Katmandú y una ONG nueva

Llegamos a Katmandú, donde también se estaban viviendo escenas duras. Grupos de rescate con perros que olían vida debajo de los escombros. Queríamos hacer algo. Por eso rechazamos el primer avión que Italia nos ofreció. Contactamos con María, una amiga que tiene una ONG en Katmandú y la intentamos ayudar. Nos pidió que esa noche durmiésemos los tres juntos. Aún tenía miedo. Volvimos juntos a Europa y seguimos sin descansar.

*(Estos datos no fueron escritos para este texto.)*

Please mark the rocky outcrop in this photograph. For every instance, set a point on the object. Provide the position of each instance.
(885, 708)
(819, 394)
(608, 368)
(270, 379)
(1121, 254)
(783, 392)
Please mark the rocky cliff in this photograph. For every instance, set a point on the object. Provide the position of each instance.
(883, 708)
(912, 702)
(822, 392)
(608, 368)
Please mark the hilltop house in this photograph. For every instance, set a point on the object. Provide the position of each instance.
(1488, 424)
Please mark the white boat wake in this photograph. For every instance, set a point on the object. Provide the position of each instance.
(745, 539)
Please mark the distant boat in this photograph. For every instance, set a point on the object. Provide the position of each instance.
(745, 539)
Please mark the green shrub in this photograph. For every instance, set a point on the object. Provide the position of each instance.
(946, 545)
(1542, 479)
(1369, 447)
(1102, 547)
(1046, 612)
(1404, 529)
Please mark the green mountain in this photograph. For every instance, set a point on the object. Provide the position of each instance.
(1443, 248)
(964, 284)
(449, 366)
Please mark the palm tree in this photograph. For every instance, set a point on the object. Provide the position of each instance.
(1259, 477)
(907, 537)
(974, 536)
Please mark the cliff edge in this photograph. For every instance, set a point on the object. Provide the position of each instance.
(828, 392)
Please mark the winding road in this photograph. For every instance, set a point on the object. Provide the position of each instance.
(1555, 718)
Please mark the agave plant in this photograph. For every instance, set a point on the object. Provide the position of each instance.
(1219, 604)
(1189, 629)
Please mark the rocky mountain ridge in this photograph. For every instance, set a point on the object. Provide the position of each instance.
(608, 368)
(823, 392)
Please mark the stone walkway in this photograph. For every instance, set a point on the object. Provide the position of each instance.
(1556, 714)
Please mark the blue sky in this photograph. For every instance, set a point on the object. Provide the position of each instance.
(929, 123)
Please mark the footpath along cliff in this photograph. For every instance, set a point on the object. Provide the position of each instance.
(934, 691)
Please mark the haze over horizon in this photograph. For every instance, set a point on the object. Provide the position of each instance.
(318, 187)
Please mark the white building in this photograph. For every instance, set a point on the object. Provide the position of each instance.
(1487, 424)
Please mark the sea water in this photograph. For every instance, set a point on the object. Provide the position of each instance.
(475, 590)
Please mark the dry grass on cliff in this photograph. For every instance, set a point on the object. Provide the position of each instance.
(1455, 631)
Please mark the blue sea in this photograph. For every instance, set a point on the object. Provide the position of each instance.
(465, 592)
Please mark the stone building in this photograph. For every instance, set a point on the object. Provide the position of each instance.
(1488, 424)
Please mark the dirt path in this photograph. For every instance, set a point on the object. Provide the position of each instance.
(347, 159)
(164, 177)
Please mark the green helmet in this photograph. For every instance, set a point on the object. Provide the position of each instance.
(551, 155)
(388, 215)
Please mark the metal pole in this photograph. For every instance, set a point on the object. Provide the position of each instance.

Trabajamos ahora con todas nuestras fuerzas para montar la ONG “Living Nepal”. Tenemos un correo, un proyecto de web y una página de Facebook con el nombre de la entidad. Es un trabajo enorme que está ocupando todo nuestro tiempo, pero es nuestra forma de devolver a los nepalís una pequeña parte de lo que hicieron por nosotros. Siempre nos acogieron con una sonrisa.

Recuerdo que estando aún en el campamento de Dunche, un policía me recomendó, ante mi estado de nervios, que fuese a hablar con una trabajadora social (como yo). Ella me atendió sonriendo, me calmó y me dio ánimos mientras dábamos un paseo. Caminábamos a través de un pueblo devastado, con colegios derrumbados y casas destruidas. La vida se había paralizado y ella acababa de perder a una enfermera que trabajaba con ella. Pero en todo momento sólo se preocupó por mí. Esas situaciones me obligan a intentar con todas mis fuerzas que, a partir de ahora, seamos nosotros los que nos preocupemos por ellos.